Le train-train philosophique
Bibliographie : les philosophes allemands en général, Kant en particulier
Le philosophe a, et c’est le propre de sa première syllabe, une fâcheuse tendance s’emmêler. Vous aurez beau lire la chose au peigne fin, de nœud en nœud insoluble, vous devrez vous couper les cheveux en quatre pour ne pas avoir à vous les arracher. (La métaphore est un peu capillo-tractée, pour un peu on se croirait dans une pub pour Dop – à ceci près que le texte vous pique presque les yeux, et que si on évite les nœuds, il n’y a plus de texte).
Le philosophe rumine ses idées depuis si longtemps qu’elles sont assez souples pour prendre n’importe quelle forme (et vous coller sur table). Les subordonnées s’enchaînent, tout roule, à ceci près qu’on ne voit pas les rails (on peut éventuellement pressentir ceux, de cocaïne, de l’auteur). Les subordonnées sont comme des wagons, on peut les accrocher dans n’importe quel ordre, pourvu qu’on trouve une locomotive principale pour les tirer. Mais les philosophes semblent avoir fait un stage à la sncf et prendre un malin plaisir à dissimuler la locomotive au milieu du convoi, et à lier wagon-lit, wagon de transport de marchandises et wagon-restaurant n’importe comment de sorte à ce que le voyageur ne puisse pas atteindre le wagon-restaurant, de toute manière hors de prix. Le train philosophique qu’on attrape en marche, comme le train électrique, c’est très amusant lorsqu’on peut jouer avec, mais rester à quai à observer provoque une certaine frustration et un ennui profond.

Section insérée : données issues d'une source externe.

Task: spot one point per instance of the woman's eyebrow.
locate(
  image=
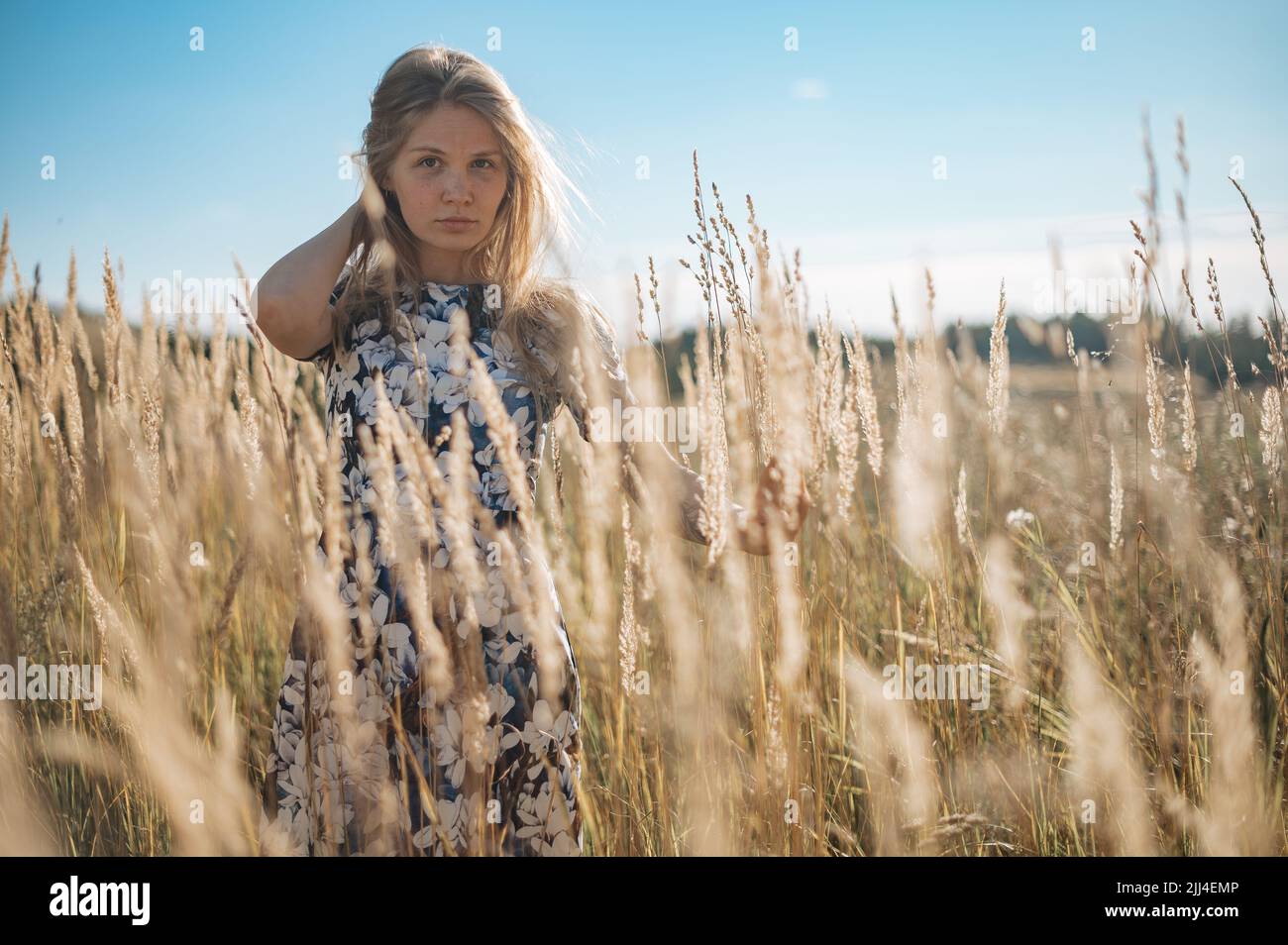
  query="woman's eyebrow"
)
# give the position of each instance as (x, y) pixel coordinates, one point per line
(432, 150)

Les soleils noirs de la philosophie –
ou les ténors, j’hésite, alors je ne choisis pas (autre caractéristique du philosophe : la juxtaposition supposément explicative, au mieux non contradictoire).

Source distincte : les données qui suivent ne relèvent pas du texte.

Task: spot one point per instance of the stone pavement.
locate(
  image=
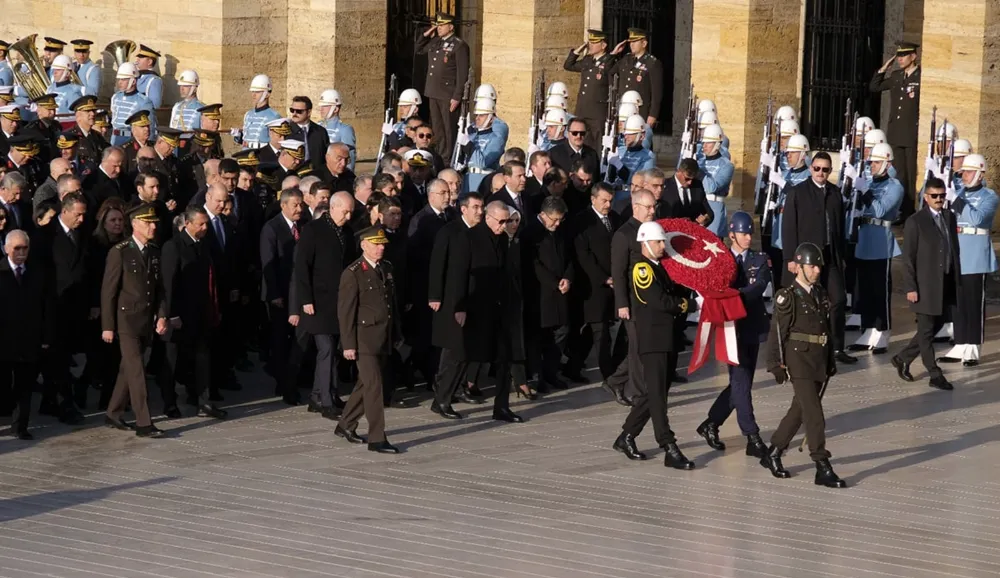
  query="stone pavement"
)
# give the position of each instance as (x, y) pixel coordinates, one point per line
(271, 491)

Bibliographie : Merleau-Ponty et Nietzsche bien sûr !
Mais le pire est peut-être le philosophe qui écrit bien. En effet, après avoir pris un retard monstrueux qu’on mettra sur le compte de la « présence de personnes dans les voies »*, on finit par comprendre l’intrigue du roman de gare philosophique. On a pressé le texte de toutes parts et, s’il serait exagéré de dire que l’idée générale en a jailli, elle en a été extraite. Le philosophe sachant écrire est plus fourbe. Les mots en sont si léchés que la pensée est élastique comme un chewing-gum mâché à point : vous pouvez tirer dessus autant que vous voulez, l’idée ne se détache pas des mots. Vous êtes condamnés à mâchouiller à perpétuité ; vos fiches seront à peine moins épaisses que le volume qu’elles sont censées condenser.
* sic Dans les voies. J’imagine des morceaux de chair incrustés dans les rails, et pour que l’horreur soit jouissive, je la coiffe d’une casquette de cheminot. Dans les voies. Alors qu’un suicide se dit « incident de personne », comme s’il fallait déjà réduire le malheureux au néant du partitif.